On January 13, the New Hampshire House passed HB 341, which deals with the state’s presidential primary. New Hampshire law already requires the Secretary of State to schedule the presidential primary at least seven days before any other state’s presidential primary. The bill specifies that the New Hampshire presidential primary should also be at least seven days earlier than any other state’s caucus. However, the bill exempts the Iowa caucus, which traditionally is earlier than the New Hampshire presidential primary. Thanks to Tony Roza for this news.
On January 12, Miami, Florida, held a special election to fill the vacant City Commissioner position, district 5. The voters elected Michelle Spence-Jones. The election is non-partisan.
The voters had also elected Spence-Jones in the last regular election for this seat, but Governor Charlie Crist had removed her from office last year. The Florida Constitution permits a Governor to remove an elected local official from office. The Governor has indicated he will remove her again. but Spence-Jones has filed a lawsuit to keep her seat. See this story.
The Wall Street Journal has this article on the San Francisco Green Party. It is puzzling that on the same day, the San Francisco Bay Guardian also ran this article on the San Francisco Green Party. The two articles are not the same, although they both emphasize that by some indicators, the party is weaker than it was in the past.
On January 13, the 2nd circuit heard two hours of oral arguments in Green Party of Connecticut v Garfield, 09-3760. The three judges were Jose A. Cabranes, a Clinton appointee; Amalya Kearse, a Carter appointee; and Peter W. Hall, a Bush Jr. appointee.
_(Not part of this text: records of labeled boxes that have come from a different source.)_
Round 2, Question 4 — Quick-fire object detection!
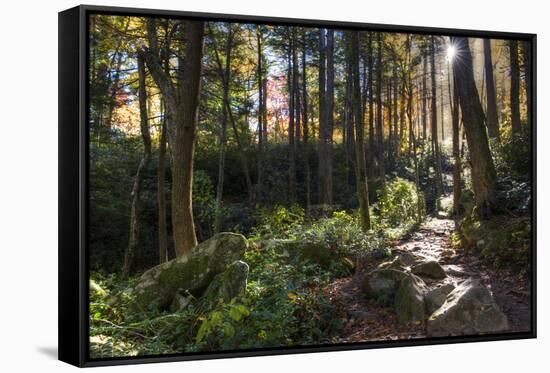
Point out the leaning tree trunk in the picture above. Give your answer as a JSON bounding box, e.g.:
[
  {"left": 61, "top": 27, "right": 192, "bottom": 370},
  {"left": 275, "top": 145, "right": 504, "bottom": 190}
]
[
  {"left": 302, "top": 29, "right": 311, "bottom": 215},
  {"left": 286, "top": 29, "right": 296, "bottom": 204},
  {"left": 214, "top": 26, "right": 233, "bottom": 233},
  {"left": 509, "top": 40, "right": 521, "bottom": 134},
  {"left": 430, "top": 36, "right": 443, "bottom": 208},
  {"left": 325, "top": 29, "right": 334, "bottom": 204},
  {"left": 143, "top": 19, "right": 204, "bottom": 256},
  {"left": 354, "top": 31, "right": 371, "bottom": 232},
  {"left": 523, "top": 41, "right": 532, "bottom": 128},
  {"left": 483, "top": 39, "right": 499, "bottom": 140},
  {"left": 451, "top": 37, "right": 496, "bottom": 219},
  {"left": 122, "top": 56, "right": 151, "bottom": 278},
  {"left": 157, "top": 104, "right": 168, "bottom": 263},
  {"left": 376, "top": 33, "right": 386, "bottom": 186}
]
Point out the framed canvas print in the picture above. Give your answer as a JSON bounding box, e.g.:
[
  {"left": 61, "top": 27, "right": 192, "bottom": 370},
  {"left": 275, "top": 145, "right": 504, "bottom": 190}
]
[{"left": 59, "top": 6, "right": 536, "bottom": 366}]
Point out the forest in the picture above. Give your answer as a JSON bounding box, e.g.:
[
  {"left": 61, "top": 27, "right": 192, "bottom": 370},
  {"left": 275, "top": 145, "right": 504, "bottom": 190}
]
[{"left": 88, "top": 14, "right": 533, "bottom": 358}]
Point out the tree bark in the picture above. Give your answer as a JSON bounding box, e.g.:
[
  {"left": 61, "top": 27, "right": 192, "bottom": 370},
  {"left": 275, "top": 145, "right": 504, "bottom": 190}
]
[
  {"left": 509, "top": 40, "right": 521, "bottom": 134},
  {"left": 523, "top": 41, "right": 532, "bottom": 128},
  {"left": 483, "top": 39, "right": 499, "bottom": 140},
  {"left": 212, "top": 25, "right": 233, "bottom": 233},
  {"left": 430, "top": 36, "right": 443, "bottom": 202},
  {"left": 354, "top": 31, "right": 371, "bottom": 232},
  {"left": 451, "top": 37, "right": 496, "bottom": 219},
  {"left": 144, "top": 19, "right": 204, "bottom": 256},
  {"left": 122, "top": 56, "right": 151, "bottom": 278},
  {"left": 376, "top": 33, "right": 386, "bottom": 186}
]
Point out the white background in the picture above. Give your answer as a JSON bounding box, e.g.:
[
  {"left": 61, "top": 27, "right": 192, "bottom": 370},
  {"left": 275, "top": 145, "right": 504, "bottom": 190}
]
[{"left": 0, "top": 0, "right": 550, "bottom": 373}]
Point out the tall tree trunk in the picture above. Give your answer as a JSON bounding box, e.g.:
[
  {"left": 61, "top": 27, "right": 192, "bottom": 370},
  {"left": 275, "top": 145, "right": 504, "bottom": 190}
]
[
  {"left": 523, "top": 41, "right": 532, "bottom": 128},
  {"left": 367, "top": 32, "right": 374, "bottom": 195},
  {"left": 302, "top": 29, "right": 311, "bottom": 215},
  {"left": 483, "top": 39, "right": 499, "bottom": 140},
  {"left": 422, "top": 51, "right": 428, "bottom": 141},
  {"left": 319, "top": 29, "right": 332, "bottom": 205},
  {"left": 287, "top": 29, "right": 296, "bottom": 203},
  {"left": 509, "top": 40, "right": 521, "bottom": 134},
  {"left": 256, "top": 25, "right": 265, "bottom": 203},
  {"left": 390, "top": 61, "right": 399, "bottom": 157},
  {"left": 143, "top": 19, "right": 204, "bottom": 256},
  {"left": 354, "top": 31, "right": 371, "bottom": 232},
  {"left": 122, "top": 55, "right": 151, "bottom": 278},
  {"left": 325, "top": 29, "right": 334, "bottom": 204},
  {"left": 430, "top": 36, "right": 443, "bottom": 203},
  {"left": 451, "top": 37, "right": 496, "bottom": 218},
  {"left": 157, "top": 105, "right": 168, "bottom": 263},
  {"left": 449, "top": 72, "right": 462, "bottom": 216},
  {"left": 214, "top": 25, "right": 233, "bottom": 233},
  {"left": 378, "top": 33, "right": 386, "bottom": 185}
]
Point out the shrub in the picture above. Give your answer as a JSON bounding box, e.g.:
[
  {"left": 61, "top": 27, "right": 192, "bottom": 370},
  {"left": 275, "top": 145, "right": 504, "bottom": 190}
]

The first hour was devoted to the part of the case over restrictions on lobbyists. The plaintiffs in this half of the case do not include the Green and Libertarian Parties. The Connecticut public funding law also includes provisions making it illegal for lobbyists and their spouses and children from contributing to candidates for state office, or even for advocating on behalf of any candidates for state office. The U.S. District Court had upheld this half of the law.
The second hour was devoted to the part of the case over public funding. The U.S. District Court had invalidated the public funding provisions because they discriminate against minor party candidates, and especially against independent candidates. The public funding law also could be said to injure candidates who either choose not to use public funding, or those who can’t qualify for public funding, because if such a candidate manages to raise a large amount of private funding, his or her publicly-funded opponents get substantial amounts if additional public funding.
The judges seemed more active in questioning during the first hour, than during the second hour. This is a complex case, and normally the 2nd circuit might prefer to take a good amount of time to reach its decision on both halves of the case. On the other hand, there is considerable pressure on the panel to reach a quick decision, because candidates running in 2010 are disadvantaged, not knowing whether the public funding provisions will be in effect this year or not. The public funding provisions were written so that if any part of the formulas for determining how various types of candidates qualify for money, the entire public funding program is void.
Arizona Representative Judy Burges (R-Skull Valley) has introduced a bill in the Arizona legislature to keep presidential candidates off the ballot unless they prove that they meet the U.S. Constitutional qualifications. See this story. The bill is not yet on-line and doesn’t have a bill number. At this point it is not apparent if the bill relates to the Arizona presidential primary ballot, or to the general election ballot, or both.
Two apparently similar bills were introduced in the Arizona Senate in 2009, but they made no headway. They were SB 1053 and SB 1158.